Blog: Chief Executive Sarah Jane Williamson on Being an Inspirational Leader

Blog: Chief Executive Sarah Jane Williamson on Being an Inspirational Leader

Being inspirational is not something we usually set out to be.

As our careers progress, we might want to support others’ development through mentoring or coaching. Our intention to serve others and contribute to our community usually increases with the growing experience we have to share.

But being inspirational is something only other people can say you are. You can’t claim it for yourself. Being inspirational is, at its best, subtle. You don’t know you’ve done it. You don’t know your impact. You don’t know who you’ve inspired. That’s the point of it.

Yet, included in my job description as a Chief Executive is the requirement to be an inspirational leader and role model to our staff and volunteers. I must also have the ability to inspire the public to support our cause as an equine welfare charity which also makes a positive difference to the lives of people.

This is why I love to share inspirational stories about the work of my incredible team at The Mare and Foal Sanctuary, the tireless passion, skills and energy they have for specialist care for horses in sanctuary and transforming the lives of ponies and people through welfare outreach and equine assisted learning. We have an endless supply of heart warming stories which I’ll keep sharing with you.

Inspiration is one of those gifts that pays forward. Someone who truly influenced me from an early age is in the spotlight – literally – every weekend now and is inspiring me all over again.

BBC Strictly Come Dancing star Angela Rippon is a patron of The Mare and Foal Sanctuary. She’s billed by the show as ‘an award-winning journalist, TV presenter, news reader, and author who’s proving anything’s possible in your 70s’. Angela’s television career began in the same year that I was born. I watched her presenting the news throughout my childhood and remember hearing my uncles marvelling at her high kicks during her famous guest appearance on the 1976 Morecombe and Wise Christmas Show.

There were very few other women on television at that time in roles that showcased their intelligence and gravitas. As a child with a visible difference and speech disability I didn’t want to be a news reader, but Angela’s pioneering spirit helped me believe that I could become a journalist or researcher.

Angela fought to prove that strong women deserve to be taken seriously and given opportunities in high profile careers. She remains an inspiration to me to keep going. Her example to us all, as an older woman who remains at the top of her game, reminds me it’s OK to stay visible doing serious work and to show dignity, professionalism and good humour while doing it.
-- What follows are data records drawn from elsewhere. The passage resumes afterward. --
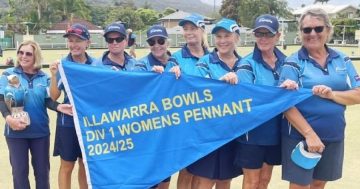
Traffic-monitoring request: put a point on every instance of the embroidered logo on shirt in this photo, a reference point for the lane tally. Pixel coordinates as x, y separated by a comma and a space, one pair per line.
357, 78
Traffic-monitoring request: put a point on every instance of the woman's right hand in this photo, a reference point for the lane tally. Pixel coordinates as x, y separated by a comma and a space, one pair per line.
313, 142
54, 67
158, 69
15, 124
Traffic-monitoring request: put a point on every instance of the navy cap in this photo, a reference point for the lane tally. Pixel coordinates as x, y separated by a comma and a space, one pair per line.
267, 21
194, 19
115, 27
228, 25
156, 31
78, 30
303, 158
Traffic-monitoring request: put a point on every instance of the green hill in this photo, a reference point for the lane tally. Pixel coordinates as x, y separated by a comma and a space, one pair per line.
159, 5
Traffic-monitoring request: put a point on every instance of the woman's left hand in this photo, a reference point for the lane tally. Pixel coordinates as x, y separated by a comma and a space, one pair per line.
323, 91
230, 77
157, 69
65, 108
289, 84
176, 70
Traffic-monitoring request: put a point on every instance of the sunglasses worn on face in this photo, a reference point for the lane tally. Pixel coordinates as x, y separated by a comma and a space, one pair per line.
317, 29
159, 41
21, 53
264, 34
117, 39
76, 30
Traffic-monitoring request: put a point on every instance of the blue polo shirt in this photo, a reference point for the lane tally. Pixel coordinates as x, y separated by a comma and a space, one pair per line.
185, 60
210, 66
146, 63
325, 116
63, 119
35, 95
253, 69
129, 62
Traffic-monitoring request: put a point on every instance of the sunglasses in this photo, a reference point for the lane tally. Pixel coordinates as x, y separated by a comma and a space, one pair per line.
75, 30
159, 41
264, 34
117, 39
22, 53
317, 29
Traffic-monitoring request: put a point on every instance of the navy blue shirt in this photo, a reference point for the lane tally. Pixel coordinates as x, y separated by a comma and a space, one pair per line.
129, 62
36, 92
146, 63
253, 69
185, 60
210, 66
325, 116
63, 119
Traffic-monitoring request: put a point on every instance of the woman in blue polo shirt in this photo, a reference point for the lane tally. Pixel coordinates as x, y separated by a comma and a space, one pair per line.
115, 57
319, 120
259, 149
185, 60
217, 168
156, 61
23, 102
66, 141
196, 45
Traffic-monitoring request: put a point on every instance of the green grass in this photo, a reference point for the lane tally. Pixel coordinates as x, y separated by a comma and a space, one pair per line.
351, 169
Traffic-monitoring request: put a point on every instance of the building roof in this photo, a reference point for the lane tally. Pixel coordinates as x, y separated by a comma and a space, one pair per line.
208, 29
330, 9
178, 15
63, 25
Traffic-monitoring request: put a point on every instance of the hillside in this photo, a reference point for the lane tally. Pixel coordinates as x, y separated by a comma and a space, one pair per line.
159, 5
185, 5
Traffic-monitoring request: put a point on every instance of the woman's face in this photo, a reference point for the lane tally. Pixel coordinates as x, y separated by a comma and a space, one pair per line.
266, 40
313, 37
192, 34
76, 45
116, 42
158, 46
26, 57
225, 41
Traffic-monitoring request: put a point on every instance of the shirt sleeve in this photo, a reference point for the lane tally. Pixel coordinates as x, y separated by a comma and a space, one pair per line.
291, 71
245, 73
354, 78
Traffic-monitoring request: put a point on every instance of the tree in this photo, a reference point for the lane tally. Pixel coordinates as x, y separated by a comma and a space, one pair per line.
147, 5
148, 16
230, 9
167, 11
126, 15
239, 10
66, 9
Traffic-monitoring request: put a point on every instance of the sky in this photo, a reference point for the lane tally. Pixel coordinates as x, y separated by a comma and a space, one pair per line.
296, 3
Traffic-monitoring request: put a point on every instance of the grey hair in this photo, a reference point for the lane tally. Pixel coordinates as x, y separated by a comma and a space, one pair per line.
319, 14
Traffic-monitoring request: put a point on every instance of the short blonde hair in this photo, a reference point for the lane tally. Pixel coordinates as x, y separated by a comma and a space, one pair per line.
319, 14
37, 53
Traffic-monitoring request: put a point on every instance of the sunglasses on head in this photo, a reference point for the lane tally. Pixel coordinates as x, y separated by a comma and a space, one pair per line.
74, 30
317, 29
264, 34
159, 41
117, 39
21, 53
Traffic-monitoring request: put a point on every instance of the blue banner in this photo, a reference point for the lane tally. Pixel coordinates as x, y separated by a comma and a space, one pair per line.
137, 128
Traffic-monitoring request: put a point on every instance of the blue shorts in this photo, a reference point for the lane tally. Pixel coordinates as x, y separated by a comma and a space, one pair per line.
250, 156
329, 167
218, 165
67, 144
166, 180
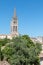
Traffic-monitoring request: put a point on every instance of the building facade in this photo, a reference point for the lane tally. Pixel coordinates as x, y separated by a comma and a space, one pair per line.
13, 27
14, 33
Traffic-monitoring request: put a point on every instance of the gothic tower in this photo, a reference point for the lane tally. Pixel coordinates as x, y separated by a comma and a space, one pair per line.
14, 24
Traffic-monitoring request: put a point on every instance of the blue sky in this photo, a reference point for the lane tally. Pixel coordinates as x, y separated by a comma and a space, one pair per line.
30, 16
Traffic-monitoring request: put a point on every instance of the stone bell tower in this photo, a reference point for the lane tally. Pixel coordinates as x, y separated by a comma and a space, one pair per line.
14, 24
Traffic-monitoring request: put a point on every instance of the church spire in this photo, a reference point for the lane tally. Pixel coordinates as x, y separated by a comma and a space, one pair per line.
15, 13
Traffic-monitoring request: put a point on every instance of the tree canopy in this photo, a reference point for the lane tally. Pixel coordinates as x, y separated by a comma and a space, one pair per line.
22, 51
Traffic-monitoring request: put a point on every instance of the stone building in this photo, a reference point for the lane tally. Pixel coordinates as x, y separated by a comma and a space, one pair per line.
14, 33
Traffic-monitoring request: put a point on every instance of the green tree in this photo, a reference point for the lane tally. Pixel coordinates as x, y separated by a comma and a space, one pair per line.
22, 51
Angela’s career began in the West Country and earlier this week I attended the West Country Women Awards Finalists Announcement, in a room absolutely packed with inspirational businesswomen. They were award category sponsors or had made it through a very competitive nomination process to reach the final in this most friendly and supportive awards competition. I’m delighted to share that I was announced as a finalist in the Inspirational Leader category, having previously won in the Devon Women in Business Awards.

Without pioneering female role models like Angela Rippon putting their best feet forward in such fiercely competitive industries, would women like me have had the confidence and ambition to step up and take the lead?

As much as I would love to see her, I hope that Angela won’t be able to make the West Country Women Awards ceremony on December the 1st. I hope instead she’ll be limbering up in dress rehearsals for the glittering semi-finals of Strictly. But as I step out in my own sparkly evening gown on the night, I’ll look forward to channelling my inner Angela and celebrating the wonderful achievements of all inspirational West Country Women.